While the outcomes of this single-patient case are encouraging, several limitations should be considered when designing a complete clinical study. Future protocols should include standardized peri-implant soft tissue evaluation, using calibrated probing at multiple sites per implant to measure probing depth, bleeding on probing, suppuration, gingival color, and consistency. Radiographic assessments should be performed at baseline and regular intervals to quantify crestal bone levels and bone density using standardized reference points. Implant placement should follow a uniform methodology, employing depth stoppers, drills, and surgical guides matched to the implant dimensions to ensure reproducible positioning. Prosthetic evaluation should involve systematic monitoring of PEEK telescopic crowns for wear, fracture, loosening, and overall functional and esthetic performance. Patient-reported outcome measures should be integrated to assess comfort, function, and satisfaction in a validated manner. Studies should recruit a larger, diverse cohort with well-defined inclusion and exclusion criteria to improve generalizability. Additionally, comparative groups: while this study highlights the clinical performance of PEEK telescopic crowns, the discussion does not thoroughly compare them with conventional metallic telescopic systems.
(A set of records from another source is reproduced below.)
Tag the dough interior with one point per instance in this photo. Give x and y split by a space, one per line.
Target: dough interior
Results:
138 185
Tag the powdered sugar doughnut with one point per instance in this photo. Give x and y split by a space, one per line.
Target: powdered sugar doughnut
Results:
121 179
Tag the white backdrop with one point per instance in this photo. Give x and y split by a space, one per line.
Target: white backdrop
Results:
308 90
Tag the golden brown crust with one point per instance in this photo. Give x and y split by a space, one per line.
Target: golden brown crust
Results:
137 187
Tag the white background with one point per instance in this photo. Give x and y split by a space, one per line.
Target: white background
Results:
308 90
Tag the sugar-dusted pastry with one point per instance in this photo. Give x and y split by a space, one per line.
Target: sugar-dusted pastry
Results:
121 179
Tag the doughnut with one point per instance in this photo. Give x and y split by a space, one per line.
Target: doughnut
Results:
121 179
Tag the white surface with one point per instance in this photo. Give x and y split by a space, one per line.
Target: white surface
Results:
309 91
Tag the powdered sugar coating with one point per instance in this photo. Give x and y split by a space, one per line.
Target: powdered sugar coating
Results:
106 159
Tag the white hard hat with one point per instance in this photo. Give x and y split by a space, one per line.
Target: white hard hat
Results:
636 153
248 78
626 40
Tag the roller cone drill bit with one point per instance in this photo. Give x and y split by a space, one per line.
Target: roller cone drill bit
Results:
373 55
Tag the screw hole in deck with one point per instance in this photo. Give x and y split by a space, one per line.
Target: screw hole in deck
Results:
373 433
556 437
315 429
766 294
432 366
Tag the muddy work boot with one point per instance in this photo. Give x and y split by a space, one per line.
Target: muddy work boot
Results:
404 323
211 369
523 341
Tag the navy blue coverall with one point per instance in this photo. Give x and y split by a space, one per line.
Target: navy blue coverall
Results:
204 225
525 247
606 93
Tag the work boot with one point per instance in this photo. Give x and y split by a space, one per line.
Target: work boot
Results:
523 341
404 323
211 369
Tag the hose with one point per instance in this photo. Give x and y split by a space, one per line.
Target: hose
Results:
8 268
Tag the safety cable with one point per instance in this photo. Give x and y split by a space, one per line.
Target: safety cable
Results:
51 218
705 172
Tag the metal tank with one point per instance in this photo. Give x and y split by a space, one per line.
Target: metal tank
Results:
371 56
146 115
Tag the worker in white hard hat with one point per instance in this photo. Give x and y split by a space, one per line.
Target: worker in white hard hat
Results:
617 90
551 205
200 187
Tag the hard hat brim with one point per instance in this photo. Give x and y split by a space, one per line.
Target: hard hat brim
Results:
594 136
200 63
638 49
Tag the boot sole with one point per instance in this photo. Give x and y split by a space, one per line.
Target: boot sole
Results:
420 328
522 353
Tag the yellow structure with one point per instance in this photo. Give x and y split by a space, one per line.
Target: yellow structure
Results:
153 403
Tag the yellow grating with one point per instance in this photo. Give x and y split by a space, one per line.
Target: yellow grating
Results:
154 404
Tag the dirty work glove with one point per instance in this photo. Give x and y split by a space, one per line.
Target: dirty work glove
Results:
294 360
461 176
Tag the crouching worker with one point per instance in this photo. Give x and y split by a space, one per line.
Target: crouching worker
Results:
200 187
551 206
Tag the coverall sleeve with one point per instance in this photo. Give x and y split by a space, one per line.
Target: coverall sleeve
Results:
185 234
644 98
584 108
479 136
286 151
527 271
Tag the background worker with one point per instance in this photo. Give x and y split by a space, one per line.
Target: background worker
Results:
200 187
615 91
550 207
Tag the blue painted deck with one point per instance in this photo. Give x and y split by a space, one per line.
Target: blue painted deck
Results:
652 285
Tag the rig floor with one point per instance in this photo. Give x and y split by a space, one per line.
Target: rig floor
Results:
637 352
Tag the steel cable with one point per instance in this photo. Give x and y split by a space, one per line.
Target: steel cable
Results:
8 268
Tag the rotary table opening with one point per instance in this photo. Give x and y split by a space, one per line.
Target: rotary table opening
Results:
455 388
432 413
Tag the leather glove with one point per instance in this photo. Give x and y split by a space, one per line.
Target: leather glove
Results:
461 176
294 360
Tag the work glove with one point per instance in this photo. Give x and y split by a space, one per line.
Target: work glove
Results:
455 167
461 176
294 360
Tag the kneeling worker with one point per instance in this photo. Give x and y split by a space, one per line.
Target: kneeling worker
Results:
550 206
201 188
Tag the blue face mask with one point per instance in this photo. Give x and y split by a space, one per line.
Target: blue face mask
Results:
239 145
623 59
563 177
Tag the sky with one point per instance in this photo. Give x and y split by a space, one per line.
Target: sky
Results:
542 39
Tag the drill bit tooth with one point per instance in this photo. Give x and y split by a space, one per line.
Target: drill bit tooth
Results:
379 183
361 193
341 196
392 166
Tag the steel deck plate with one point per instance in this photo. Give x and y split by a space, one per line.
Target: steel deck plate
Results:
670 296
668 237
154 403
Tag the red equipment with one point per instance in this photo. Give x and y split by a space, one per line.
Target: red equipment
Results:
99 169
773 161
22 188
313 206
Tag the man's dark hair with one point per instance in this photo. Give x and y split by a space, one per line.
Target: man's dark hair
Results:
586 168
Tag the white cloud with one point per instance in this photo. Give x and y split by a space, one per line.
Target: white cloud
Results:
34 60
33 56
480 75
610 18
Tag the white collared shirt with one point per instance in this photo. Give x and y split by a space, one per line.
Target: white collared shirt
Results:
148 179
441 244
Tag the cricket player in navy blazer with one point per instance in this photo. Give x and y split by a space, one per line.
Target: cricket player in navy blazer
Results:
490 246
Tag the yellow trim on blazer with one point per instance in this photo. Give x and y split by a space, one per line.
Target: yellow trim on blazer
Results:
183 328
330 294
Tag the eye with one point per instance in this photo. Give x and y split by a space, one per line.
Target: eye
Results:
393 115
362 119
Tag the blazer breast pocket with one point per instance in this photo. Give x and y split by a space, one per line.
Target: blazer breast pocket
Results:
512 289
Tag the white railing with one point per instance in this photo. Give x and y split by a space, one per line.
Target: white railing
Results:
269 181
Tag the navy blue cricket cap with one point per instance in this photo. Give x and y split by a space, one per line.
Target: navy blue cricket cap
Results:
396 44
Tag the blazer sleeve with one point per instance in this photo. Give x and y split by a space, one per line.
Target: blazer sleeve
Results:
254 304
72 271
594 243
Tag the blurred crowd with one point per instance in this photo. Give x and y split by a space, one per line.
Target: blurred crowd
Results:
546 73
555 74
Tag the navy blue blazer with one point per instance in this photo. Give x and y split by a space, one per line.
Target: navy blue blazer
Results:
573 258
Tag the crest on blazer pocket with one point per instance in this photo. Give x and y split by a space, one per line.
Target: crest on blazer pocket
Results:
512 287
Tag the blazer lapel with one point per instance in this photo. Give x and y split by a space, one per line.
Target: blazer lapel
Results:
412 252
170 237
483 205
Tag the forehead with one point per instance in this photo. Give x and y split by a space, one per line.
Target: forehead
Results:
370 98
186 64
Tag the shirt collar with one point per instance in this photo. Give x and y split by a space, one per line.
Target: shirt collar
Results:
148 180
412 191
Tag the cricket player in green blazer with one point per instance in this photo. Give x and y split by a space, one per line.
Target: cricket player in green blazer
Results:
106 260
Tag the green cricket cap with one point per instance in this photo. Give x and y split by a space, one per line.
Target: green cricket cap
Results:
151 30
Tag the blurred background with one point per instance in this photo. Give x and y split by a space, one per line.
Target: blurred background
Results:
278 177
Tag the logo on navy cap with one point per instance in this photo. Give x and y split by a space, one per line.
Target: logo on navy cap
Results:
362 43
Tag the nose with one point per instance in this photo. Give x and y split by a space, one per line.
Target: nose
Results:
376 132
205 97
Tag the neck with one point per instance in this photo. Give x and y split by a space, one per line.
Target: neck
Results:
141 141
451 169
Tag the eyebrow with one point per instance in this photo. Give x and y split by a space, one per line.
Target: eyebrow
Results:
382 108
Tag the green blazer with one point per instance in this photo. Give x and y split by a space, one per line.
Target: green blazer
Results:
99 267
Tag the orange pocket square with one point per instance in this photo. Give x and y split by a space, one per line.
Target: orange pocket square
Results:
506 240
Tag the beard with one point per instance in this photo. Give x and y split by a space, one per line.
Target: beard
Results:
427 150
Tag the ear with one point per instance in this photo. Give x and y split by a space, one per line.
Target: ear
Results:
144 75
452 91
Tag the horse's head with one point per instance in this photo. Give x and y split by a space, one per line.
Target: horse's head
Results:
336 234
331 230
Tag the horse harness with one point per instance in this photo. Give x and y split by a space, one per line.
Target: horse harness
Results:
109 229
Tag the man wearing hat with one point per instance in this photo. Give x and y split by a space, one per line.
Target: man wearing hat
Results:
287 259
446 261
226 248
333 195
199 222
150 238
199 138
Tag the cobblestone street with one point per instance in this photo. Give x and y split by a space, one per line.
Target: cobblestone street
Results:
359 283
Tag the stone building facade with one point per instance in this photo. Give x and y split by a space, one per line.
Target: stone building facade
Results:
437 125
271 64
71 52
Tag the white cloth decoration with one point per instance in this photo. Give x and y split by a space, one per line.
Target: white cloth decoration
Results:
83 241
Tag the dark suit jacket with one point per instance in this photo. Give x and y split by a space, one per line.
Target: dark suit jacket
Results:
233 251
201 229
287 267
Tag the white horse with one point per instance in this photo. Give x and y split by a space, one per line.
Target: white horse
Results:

Future studies should consider well-designed, two-arm randomized controlled trials to directly compare PEEK and metallic telescopic crowns with respect to implant stability, peri-implant health, and patient-reported outcomes. Such studies would provide higher-quality evidence to support the clinical advantages and potential novelty of PEEK telescopic crowns beneath fixed prostheses. Collectively, these protocols will provide a rigorous framework for assessing the long-term success, biocompatibility, and clinical reliability of one-piece zirconia implants with PEEK telescopic crowns.